Chassés de la Nouvelle-France après la chute de Québec aux mains des frères Kirke en 1629, les Jésuites y retournent trois ans plus tard après que le traité de Saint-Germain-en-Laye (1632) ait rendu à la France sa colonie et, pour un temps, « l’Église canadienne sera missionnaire »[3], avec à sa tête le père Paul Le Jeune, S.J. de 1632 à 1639. C’est lui qui, en 1634, exprime le besoin d’un hôpital pour soigner les autochtones et les quelques colons qui s’y trouvent.
C’est en pensant surtout aux autochtones que le père Le Jeune demandait la venue à Québec de religieuses hospitalières. « S’il y avait ici un Hôpital il y aurait tous les malades du pays, & tous les vieillards, pour les hommes nous les secourerons, selon nos forces, mais pour les femmes il ne nous est pas bien seant de les recevoir en nos maisons », écrit-il[4]. L’institution souhaitée était en effet moins destinée aux Français qu’aux autochtones, « sujets à de grandes maladies, et qui n’avaient aucun moyen d’adoucir la misère dont ils étaient accablez surtout dans leur extrême vieillesse »[5],[6],[7].

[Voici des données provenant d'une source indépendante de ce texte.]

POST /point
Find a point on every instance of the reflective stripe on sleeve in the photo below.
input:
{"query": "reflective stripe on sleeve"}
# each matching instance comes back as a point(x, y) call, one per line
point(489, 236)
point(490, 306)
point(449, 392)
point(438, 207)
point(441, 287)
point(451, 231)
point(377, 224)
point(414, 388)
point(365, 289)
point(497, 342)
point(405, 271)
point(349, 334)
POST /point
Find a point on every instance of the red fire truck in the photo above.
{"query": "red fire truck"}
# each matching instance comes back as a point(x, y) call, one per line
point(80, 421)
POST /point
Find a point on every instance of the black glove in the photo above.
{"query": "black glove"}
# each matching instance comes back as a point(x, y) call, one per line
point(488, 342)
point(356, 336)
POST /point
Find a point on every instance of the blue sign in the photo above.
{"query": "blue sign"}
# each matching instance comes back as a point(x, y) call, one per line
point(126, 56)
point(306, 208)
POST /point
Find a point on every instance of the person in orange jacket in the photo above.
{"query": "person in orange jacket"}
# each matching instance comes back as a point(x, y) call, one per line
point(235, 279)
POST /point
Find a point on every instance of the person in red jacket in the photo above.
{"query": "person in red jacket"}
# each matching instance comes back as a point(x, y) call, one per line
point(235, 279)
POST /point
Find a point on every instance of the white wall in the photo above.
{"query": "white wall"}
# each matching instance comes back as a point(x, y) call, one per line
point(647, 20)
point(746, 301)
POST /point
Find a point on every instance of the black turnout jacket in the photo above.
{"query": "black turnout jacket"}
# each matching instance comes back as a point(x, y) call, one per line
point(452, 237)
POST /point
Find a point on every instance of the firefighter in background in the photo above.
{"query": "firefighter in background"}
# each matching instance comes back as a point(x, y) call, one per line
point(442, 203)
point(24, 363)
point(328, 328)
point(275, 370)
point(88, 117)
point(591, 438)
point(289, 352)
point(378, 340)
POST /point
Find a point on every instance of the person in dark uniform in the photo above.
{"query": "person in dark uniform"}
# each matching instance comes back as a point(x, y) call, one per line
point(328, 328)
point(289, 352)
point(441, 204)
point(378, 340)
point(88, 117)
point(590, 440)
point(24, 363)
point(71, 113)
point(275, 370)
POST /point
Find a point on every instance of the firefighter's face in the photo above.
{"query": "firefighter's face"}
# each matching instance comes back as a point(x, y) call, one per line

« L’élan mystique qui traverse la France dans les premières décennies du XVIIe siècle coïncide avec le mouvement colonisateur », et il n’est pas étonnant que plusieurs religieuses d’ordres et monastères manifestent un vif intérêt pour le projet du jésuite. Toutefois, les conditions matérielles pour l’établissement de religieuses et l’aménagement d’un monastère-hôpital à Québec sont à toutes fins utiles inexistantes. Le père Le Jeune lance alors nouvel appel mais cette fois il s’adresse aux personnes « capables de supporter financièrement l’entreprise ». La réponse est venue de la cour de France[8],[3].
La duchesse d'Aiguillon, mariée à 16 ans au marquis de Combalet, selon la volonté de son oncle, le cardinal de Richelieu, devient veuve à 18 ans ; elle ne se remarie pas et emploie presque toute sa fortune à soulager les pauvres et à fonder des établissements de charité. À 31 ans seulement, elle est déjà très engagée à ces fins. Elle est notamment la principale fondatrice de l'hôpital Général de Paris (futur hôpital de la Pitié-Salpêtrière), rappelle l’historien Henri-Raymond Casgrain[9].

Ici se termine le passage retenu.